I dream about a little boy and in associating to it in an effort to reveal and understand what my psyche is telling me about my life today, I have a very vivid memory of walking with my son when he was 3. I can feel his hand in mine as we walk along the street and I can almost hear his stream of commentary about things  he sees. Yet that day was forty years ago. 

In another dream I see my grandmother’s kitchen, a room I have not seen in more than sixty years.

How can it be almost 20 years since that Fourth of July weekend when I flew to Detroit to meet the man I am now married to? A vivid image of the fireworks I could see from the window of the plane as I flew back to Maine and feeling they were for me, celebrating what I felt after that wonderful weekend.

Another dream: Pauline sends me a suitcase with gifts for me and another person important to us.
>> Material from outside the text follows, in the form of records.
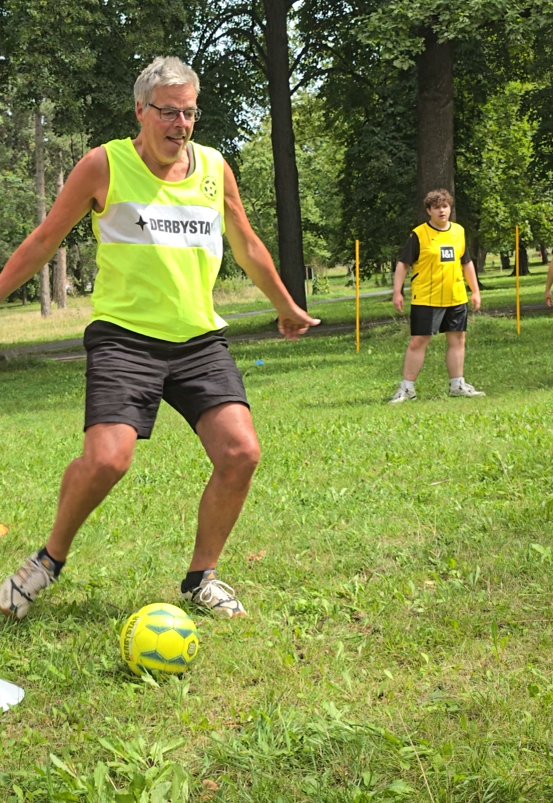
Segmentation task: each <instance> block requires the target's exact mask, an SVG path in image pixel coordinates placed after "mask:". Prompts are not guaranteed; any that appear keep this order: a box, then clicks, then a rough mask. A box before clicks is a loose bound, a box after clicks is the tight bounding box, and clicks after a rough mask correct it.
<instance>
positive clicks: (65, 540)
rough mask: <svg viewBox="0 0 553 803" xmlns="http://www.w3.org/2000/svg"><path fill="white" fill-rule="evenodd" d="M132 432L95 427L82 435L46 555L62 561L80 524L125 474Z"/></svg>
mask: <svg viewBox="0 0 553 803" xmlns="http://www.w3.org/2000/svg"><path fill="white" fill-rule="evenodd" d="M135 443H136V430H135V429H134V427H131V426H129V425H128V424H95V425H94V426H92V427H89V428H88V429H87V431H86V433H85V441H84V449H83V454H82V456H81V457H78V458H77V459H76V460H73V462H72V463H70V465H69V466H68V467H67V469H66V471H65V474H64V476H63V480H62V483H61V490H60V497H59V504H58V512H57V516H56V521H55V523H54V527H53V529H52V533H51V535H50V538H49V539H48V542H47V544H46V549H47V550H48V554H49V555H50V556H51V557H52V558H54V560H57V561H64V560H65V559H66V557H67V554H68V552H69V549H70V547H71V543H72V542H73V539H74V537H75V535H76V533H77V531H78V529H79V527H80V526H81V525H82V524H83V522H84V521H85V520H86V519H87V518H88V516H89V515H90V514H91V513H92V511H93V510H94V509H95V508H97V507H98V505H99V504H100V502H102V500H103V499H105V497H106V496H107V495H108V493H109V492H110V491H111V489H112V488H113V487H114V485H116V484H117V483H118V482H119V480H120V479H121V478H122V477H123V476H124V475H125V474H126V472H127V471H128V469H129V466H130V464H131V461H132V456H133V451H134V444H135Z"/></svg>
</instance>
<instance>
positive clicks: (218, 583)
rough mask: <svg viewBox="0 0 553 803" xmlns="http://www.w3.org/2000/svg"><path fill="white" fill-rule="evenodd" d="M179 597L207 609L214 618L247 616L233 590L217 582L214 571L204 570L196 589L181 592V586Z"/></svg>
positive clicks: (241, 605) (233, 589)
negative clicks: (223, 616) (210, 612)
mask: <svg viewBox="0 0 553 803" xmlns="http://www.w3.org/2000/svg"><path fill="white" fill-rule="evenodd" d="M183 582H184V581H183ZM181 597H182V599H186V600H188V601H189V602H193V603H194V604H195V605H200V606H201V607H202V608H209V610H211V611H213V613H214V614H215V615H216V616H224V617H226V618H227V619H232V618H234V617H235V616H236V617H238V616H247V615H248V614H247V613H246V611H245V610H244V608H243V606H242V603H241V602H239V601H238V600H237V599H236V597H235V595H234V589H233V588H231V587H230V586H229V585H227V584H226V583H223V582H222V581H221V580H217V573H216V572H215V570H214V569H206V571H205V572H204V574H203V577H202V579H201V581H200V585H199V586H198V587H197V588H191V589H189V590H188V591H183V590H182V586H181Z"/></svg>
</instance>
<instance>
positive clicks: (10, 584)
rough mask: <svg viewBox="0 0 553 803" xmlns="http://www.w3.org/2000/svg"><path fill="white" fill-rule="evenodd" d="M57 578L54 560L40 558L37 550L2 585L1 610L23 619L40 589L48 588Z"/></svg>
mask: <svg viewBox="0 0 553 803" xmlns="http://www.w3.org/2000/svg"><path fill="white" fill-rule="evenodd" d="M55 579H56V578H55V575H54V564H53V563H52V561H51V560H50V559H49V558H48V557H47V556H45V557H43V558H39V557H38V552H35V553H34V554H32V555H31V557H30V558H27V560H26V561H25V563H24V564H23V566H22V567H21V568H20V569H19V571H18V572H16V573H15V574H12V575H11V577H8V578H7V580H4V582H3V583H2V585H1V586H0V611H1V612H2V613H3V614H4V616H11V617H13V618H14V619H23V617H24V616H27V614H28V613H29V608H30V607H31V605H32V603H33V602H34V601H35V599H36V598H37V595H38V593H39V591H42V589H43V588H47V587H48V586H49V585H50V583H51V582H53V580H55Z"/></svg>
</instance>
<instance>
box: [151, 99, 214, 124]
mask: <svg viewBox="0 0 553 803" xmlns="http://www.w3.org/2000/svg"><path fill="white" fill-rule="evenodd" d="M148 106H151V107H152V109H157V110H158V112H159V116H160V117H161V119H162V120H164V121H165V122H166V123H174V122H175V120H176V119H177V118H178V116H179V114H182V116H183V117H184V119H185V120H186V122H187V123H192V122H195V121H196V120H199V119H200V117H201V116H202V113H201V111H200V109H174V108H172V107H171V106H162V107H161V108H160V107H159V106H156V105H155V104H154V103H148Z"/></svg>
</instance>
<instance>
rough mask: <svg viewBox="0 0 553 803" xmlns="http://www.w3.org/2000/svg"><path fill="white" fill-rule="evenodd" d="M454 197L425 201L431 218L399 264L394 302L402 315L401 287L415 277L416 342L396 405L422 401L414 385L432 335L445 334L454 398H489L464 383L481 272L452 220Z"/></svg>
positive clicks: (479, 300) (441, 194)
mask: <svg viewBox="0 0 553 803" xmlns="http://www.w3.org/2000/svg"><path fill="white" fill-rule="evenodd" d="M452 204H453V198H452V197H451V195H450V194H449V192H447V190H433V191H432V192H429V193H428V195H427V196H426V198H425V200H424V205H425V208H426V211H427V213H428V216H429V218H430V220H429V221H428V222H427V223H423V224H422V225H421V226H417V228H416V229H413V231H412V232H411V235H410V237H409V239H408V241H407V243H406V244H405V247H404V249H403V251H402V252H401V255H400V257H399V262H398V263H397V267H396V273H395V279H394V295H393V304H394V307H395V308H396V309H397V311H398V312H403V306H404V301H403V295H402V287H403V283H404V282H405V279H406V276H407V274H408V272H409V270H410V268H411V267H412V268H413V275H412V277H411V340H410V341H409V346H408V347H407V352H406V354H405V362H404V366H403V380H402V381H401V382H400V383H399V387H398V389H397V391H396V393H395V395H394V396H393V397H392V399H390V403H391V404H398V403H401V402H405V401H412V400H414V399H416V398H417V394H416V391H415V381H416V379H417V377H418V375H419V371H420V369H421V368H422V366H423V363H424V357H425V354H426V349H427V346H428V344H429V343H430V341H431V339H432V337H433V336H434V335H436V334H438V332H445V336H446V338H447V351H446V357H445V361H446V366H447V370H448V373H449V395H450V396H465V397H467V398H473V397H474V396H485V395H486V394H485V393H483V392H482V391H479V390H475V388H474V387H473V386H472V385H469V384H468V383H467V382H465V379H464V376H463V368H464V362H465V333H466V330H467V318H468V305H467V301H468V299H467V291H466V288H465V281H466V282H467V284H468V285H469V287H470V289H471V293H472V295H471V305H472V309H473V310H478V309H480V303H481V302H480V291H479V289H478V281H477V278H476V271H475V269H474V265H473V262H472V259H471V257H470V253H469V250H468V248H467V246H466V243H465V231H464V229H463V227H462V226H459V224H458V223H452V222H450V220H449V217H450V215H451V206H452Z"/></svg>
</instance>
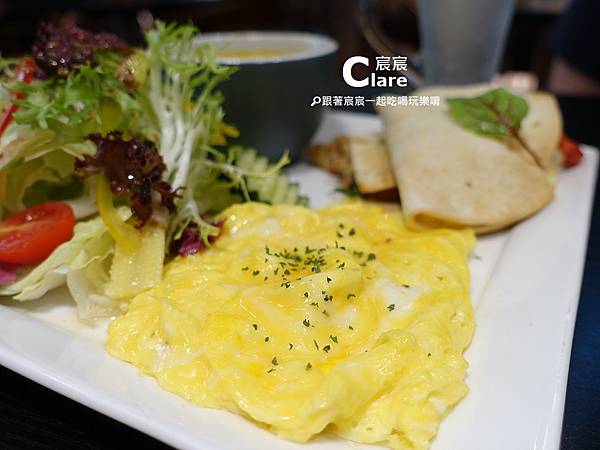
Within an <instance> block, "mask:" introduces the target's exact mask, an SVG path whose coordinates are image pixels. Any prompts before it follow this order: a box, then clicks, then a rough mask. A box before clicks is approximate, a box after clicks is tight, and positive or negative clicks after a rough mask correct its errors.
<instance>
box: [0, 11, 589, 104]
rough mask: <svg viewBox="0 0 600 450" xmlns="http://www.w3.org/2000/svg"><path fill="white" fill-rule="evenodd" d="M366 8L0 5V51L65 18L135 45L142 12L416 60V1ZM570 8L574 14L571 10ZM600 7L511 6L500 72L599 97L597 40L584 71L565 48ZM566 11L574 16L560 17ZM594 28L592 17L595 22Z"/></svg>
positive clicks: (416, 35)
mask: <svg viewBox="0 0 600 450" xmlns="http://www.w3.org/2000/svg"><path fill="white" fill-rule="evenodd" d="M366 3H367V1H366V0H171V1H167V0H84V1H71V0H62V1H43V0H29V1H24V2H16V1H14V0H12V1H8V0H2V1H0V50H1V51H2V54H3V55H5V56H11V55H15V54H19V53H23V52H26V51H28V50H29V47H30V45H31V43H32V41H33V39H34V34H35V29H36V26H37V24H38V23H39V21H40V20H42V19H57V18H59V17H61V16H64V15H67V16H70V17H76V18H77V22H78V23H79V24H80V25H82V26H84V27H87V28H90V29H92V30H104V31H112V32H114V33H116V34H118V35H119V36H121V37H122V38H124V39H126V40H127V41H129V42H131V43H133V44H139V43H141V35H140V33H139V28H138V25H137V22H136V16H137V14H138V13H139V11H140V10H148V11H150V12H151V13H152V15H153V16H154V17H156V18H161V19H167V20H178V21H191V22H193V23H194V24H196V25H197V26H198V27H200V29H201V31H221V30H303V31H312V32H318V33H325V34H328V35H330V36H332V37H333V38H335V39H336V40H337V41H338V42H339V43H340V51H339V53H338V65H341V63H343V61H344V60H345V59H346V58H348V57H349V56H352V55H365V56H374V55H375V54H376V53H377V52H375V51H374V50H373V48H372V46H373V42H372V39H369V33H371V34H372V33H373V32H376V33H379V34H380V35H382V36H385V38H386V39H387V40H388V41H389V44H390V45H391V46H394V48H399V49H402V51H403V52H404V53H406V54H409V55H411V56H415V55H414V54H413V53H414V52H415V51H416V49H417V48H418V47H419V31H418V15H417V14H418V12H417V6H416V3H417V0H379V1H377V2H374V3H375V7H371V8H370V9H369V12H368V14H365V13H364V12H363V13H361V8H362V9H364V7H365V4H366ZM572 3H578V4H579V6H578V7H577V8H573V6H574V5H572ZM599 4H600V1H598V0H574V1H573V0H518V1H517V2H516V6H515V14H514V17H513V20H512V23H511V25H510V31H509V33H508V38H507V42H506V47H505V51H504V54H503V57H502V60H501V61H502V62H501V69H500V71H501V72H507V71H511V72H512V71H518V72H528V73H531V74H533V75H535V78H534V80H535V81H537V82H539V86H540V87H541V88H546V89H550V90H553V91H555V92H557V93H559V94H563V95H583V96H598V95H600V87H599V86H600V83H599V80H598V79H597V78H596V77H598V76H600V75H599V74H598V73H594V71H595V70H596V71H597V68H598V64H599V62H594V58H595V59H596V60H597V59H600V56H599V55H598V52H597V50H596V51H594V50H593V46H595V45H597V44H598V42H599V39H600V38H599V37H598V32H597V31H596V33H595V39H593V38H592V37H591V36H590V37H588V38H586V39H587V42H588V44H587V51H589V52H591V54H588V55H587V56H588V57H589V58H591V60H592V62H591V63H590V62H587V65H588V66H590V65H591V67H592V68H591V69H590V68H589V67H577V66H578V65H579V66H582V65H583V66H585V65H586V62H585V61H584V62H583V63H579V64H578V62H579V61H577V60H585V53H584V55H583V56H581V55H579V56H577V55H576V56H573V57H571V56H570V55H569V52H571V53H577V51H574V50H573V49H572V47H577V48H579V47H581V41H582V39H583V38H581V36H579V35H580V34H581V33H582V32H583V31H584V29H585V27H583V26H581V25H580V22H581V19H582V17H584V16H586V15H588V16H589V15H590V14H592V15H593V14H598V13H599V11H600V8H599V7H598V5H599ZM581 5H583V6H581ZM586 5H587V6H586ZM569 6H571V8H570V9H579V11H576V14H573V13H572V12H571V13H568V14H566V13H565V12H566V11H567V10H569ZM582 8H583V9H582ZM573 16H575V18H573ZM599 20H600V17H598V16H597V15H596V20H595V22H596V23H597V22H598V21H599ZM476 38H477V37H476V36H475V37H474V39H476ZM584 43H585V41H584ZM584 47H585V45H584ZM584 50H585V49H584ZM557 55H558V57H557ZM416 56H417V60H418V55H416ZM594 64H595V65H594ZM340 73H341V70H337V74H338V75H339V74H340Z"/></svg>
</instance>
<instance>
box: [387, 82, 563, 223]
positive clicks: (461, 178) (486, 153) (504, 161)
mask: <svg viewBox="0 0 600 450" xmlns="http://www.w3.org/2000/svg"><path fill="white" fill-rule="evenodd" d="M491 88H492V87H491V86H489V85H478V86H470V87H460V88H456V87H453V88H444V87H431V88H427V89H423V90H421V91H418V92H416V93H415V94H414V95H426V96H439V97H440V106H429V107H424V106H415V107H392V106H389V107H380V108H378V113H379V115H380V116H381V118H382V119H383V122H384V136H385V141H386V145H387V148H388V153H389V161H390V163H391V165H392V170H393V172H394V175H395V179H396V182H397V184H398V189H399V192H400V198H401V201H402V208H403V213H404V216H405V219H406V221H407V224H408V225H409V226H411V227H413V228H429V227H439V226H446V227H464V226H468V227H472V228H474V229H475V231H477V232H481V233H482V232H489V231H493V230H497V229H501V228H504V227H506V226H508V225H511V224H513V223H515V222H518V221H520V220H522V219H524V218H526V217H528V216H530V215H531V214H533V213H535V212H536V211H538V210H539V209H541V208H542V207H543V206H544V205H546V204H547V203H548V202H549V201H550V200H551V199H552V196H553V193H554V182H555V176H556V173H557V171H558V167H559V163H560V157H559V155H558V152H557V147H558V142H559V139H560V136H561V133H562V119H561V115H560V111H559V109H558V105H557V102H556V100H555V98H554V97H553V96H552V95H550V94H545V93H541V92H536V93H531V94H525V95H523V97H524V98H525V99H526V100H527V102H528V105H529V111H528V114H527V116H526V117H525V119H523V121H522V123H521V136H522V137H523V140H524V141H525V142H527V144H528V145H529V147H530V148H531V150H532V151H533V152H534V153H535V154H536V155H537V156H538V158H539V159H540V160H541V162H542V164H543V167H544V170H542V169H540V168H539V167H538V166H537V165H535V163H534V162H533V160H532V158H531V156H530V155H529V154H527V152H526V151H525V150H524V149H522V147H520V146H519V144H518V143H517V142H511V141H499V140H495V139H491V138H487V137H483V136H480V135H478V134H475V133H474V132H471V131H469V130H466V129H464V128H462V127H461V126H460V125H458V124H457V123H456V122H454V121H453V119H452V118H451V117H450V116H449V114H448V112H447V105H446V102H445V99H446V98H448V97H471V96H476V95H480V94H482V93H483V92H485V91H487V90H489V89H491Z"/></svg>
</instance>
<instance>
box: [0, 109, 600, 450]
mask: <svg viewBox="0 0 600 450" xmlns="http://www.w3.org/2000/svg"><path fill="white" fill-rule="evenodd" d="M560 105H561V109H562V111H563V115H564V120H565V129H566V131H567V133H568V134H569V135H570V136H571V137H572V138H574V139H575V140H577V141H580V142H584V143H587V144H591V145H594V146H596V147H600V99H577V98H561V99H560ZM596 194H598V187H596ZM565 232H568V230H565ZM599 356H600V196H598V195H596V198H595V200H594V213H593V218H592V225H591V230H590V237H589V245H588V253H587V258H586V266H585V274H584V277H583V286H582V291H581V299H580V303H579V310H578V314H577V324H576V327H575V337H574V340H573V350H572V354H571V367H570V371H569V382H568V388H567V400H566V405H565V417H564V423H563V435H562V449H563V450H593V449H600V357H599ZM498 426H501V424H499V425H498ZM125 446H127V447H130V448H143V449H155V448H167V446H165V445H164V444H162V443H160V442H158V441H156V440H154V439H152V438H150V437H148V436H146V435H144V434H142V433H140V432H138V431H135V430H133V429H131V428H129V427H127V426H126V425H123V424H121V423H119V422H116V421H114V420H112V419H110V418H108V417H106V416H104V415H102V414H99V413H97V412H95V411H93V410H91V409H89V408H87V407H85V406H82V405H79V404H78V403H75V402H74V401H72V400H69V399H67V398H65V397H63V396H61V395H59V394H56V393H54V392H53V391H51V390H49V389H46V388H44V387H42V386H40V385H38V384H36V383H34V382H32V381H29V380H28V379H26V378H24V377H22V376H20V375H18V374H16V373H14V372H12V371H10V370H8V369H5V368H2V367H0V448H7V449H18V448H26V449H29V448H36V449H84V448H85V449H90V448H93V449H95V448H123V447H125ZM507 450H520V449H507Z"/></svg>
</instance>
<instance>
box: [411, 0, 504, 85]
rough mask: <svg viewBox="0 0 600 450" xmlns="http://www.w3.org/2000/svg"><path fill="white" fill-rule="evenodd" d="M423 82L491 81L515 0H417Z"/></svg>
mask: <svg viewBox="0 0 600 450" xmlns="http://www.w3.org/2000/svg"><path fill="white" fill-rule="evenodd" d="M418 7H419V32H420V36H421V50H420V51H421V57H422V60H423V71H424V76H425V82H426V83H427V84H469V83H480V82H486V81H490V80H491V79H492V77H493V76H494V73H495V72H496V71H497V70H498V67H499V65H500V62H501V58H502V53H503V50H504V44H505V41H506V35H507V33H508V29H509V27H510V22H511V19H512V15H513V9H514V0H419V1H418Z"/></svg>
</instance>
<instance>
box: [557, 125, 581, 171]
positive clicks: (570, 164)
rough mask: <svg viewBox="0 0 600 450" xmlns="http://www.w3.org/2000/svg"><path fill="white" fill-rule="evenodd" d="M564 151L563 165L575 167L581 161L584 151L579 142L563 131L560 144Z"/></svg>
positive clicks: (560, 148) (578, 163)
mask: <svg viewBox="0 0 600 450" xmlns="http://www.w3.org/2000/svg"><path fill="white" fill-rule="evenodd" d="M558 147H559V148H560V150H561V151H562V153H563V157H564V158H563V166H565V167H573V166H576V165H577V164H579V163H580V162H581V159H582V158H583V153H582V151H581V149H580V148H579V144H578V143H577V142H575V141H574V140H573V139H571V138H570V137H569V136H567V135H566V134H565V133H563V135H562V138H561V140H560V144H559V146H558Z"/></svg>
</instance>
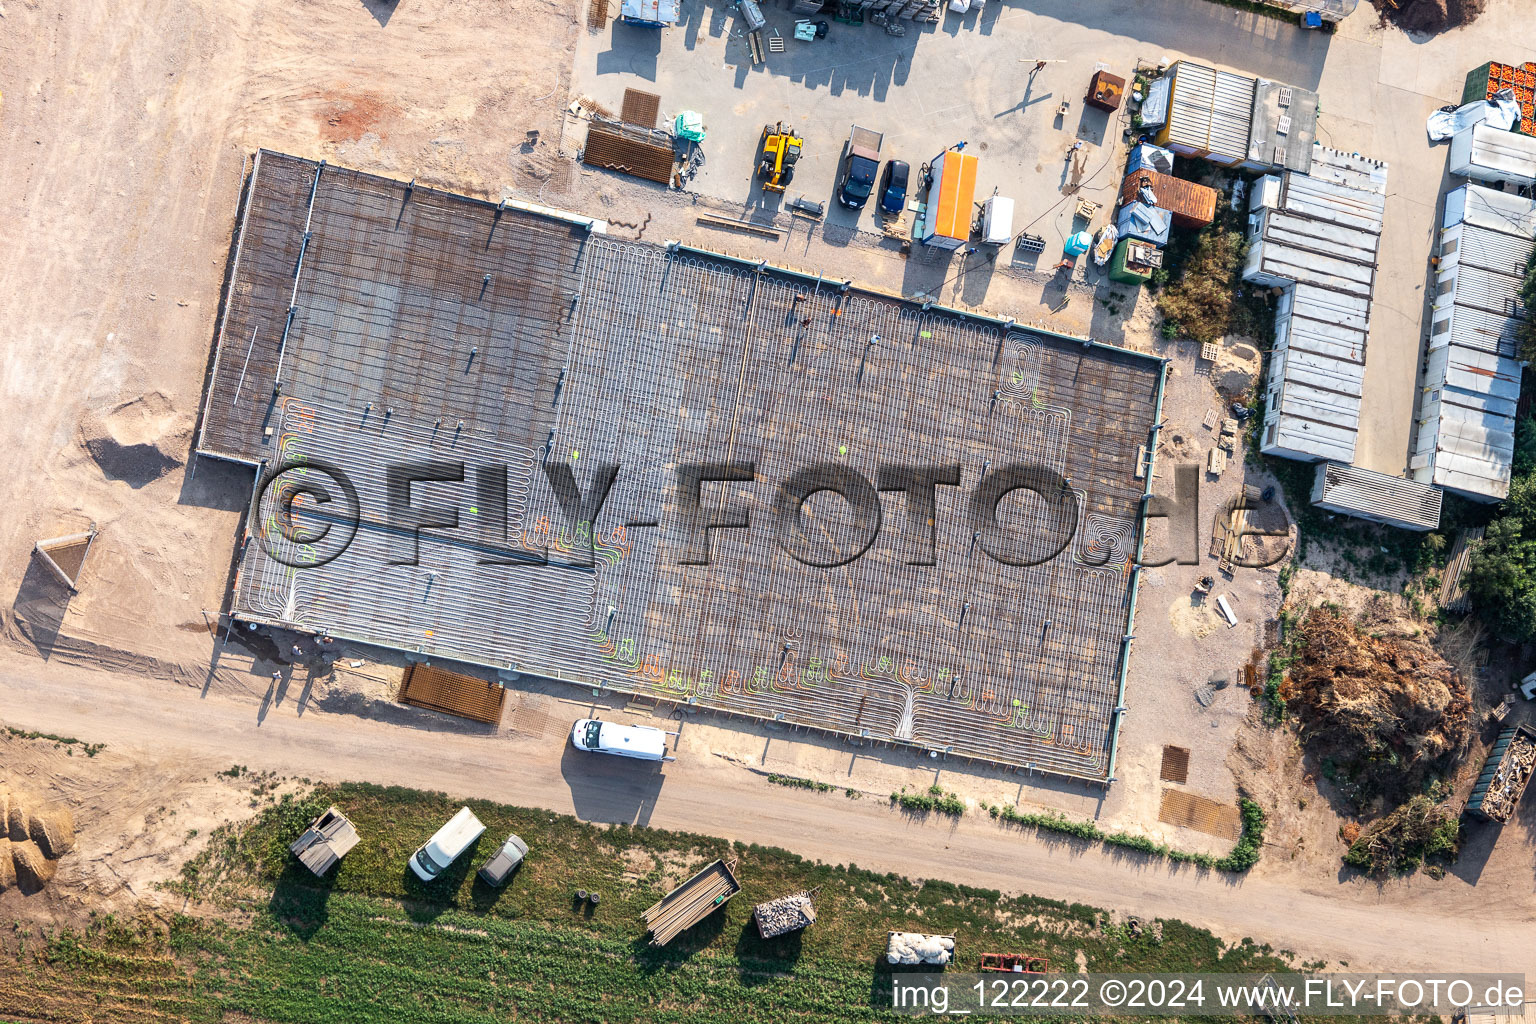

Sent from beyond perhaps as she is dead.

People long dead. Places I have not seen in decades. My little boy with a little girl of his own now. My daughter who posts pictures of dinner parties she throws. 

I am almost 73 now. I look in the mirror and see an old woman. My dreams bring me myself as a girl. A young mother. And I am aware of the reality that the time left to me is steadily shrinking. Even as it stretches backward, I feel time speeding by rapidly.

It is spring. The lilacs have nubbins of greenleavesnow. The maples have swelling buds. Tulips and daffodils up in the garden. My town has a project to plant a million daffodils all over town, 100,000 per year. Nine more years to go. I wonder if I will be here to see them all.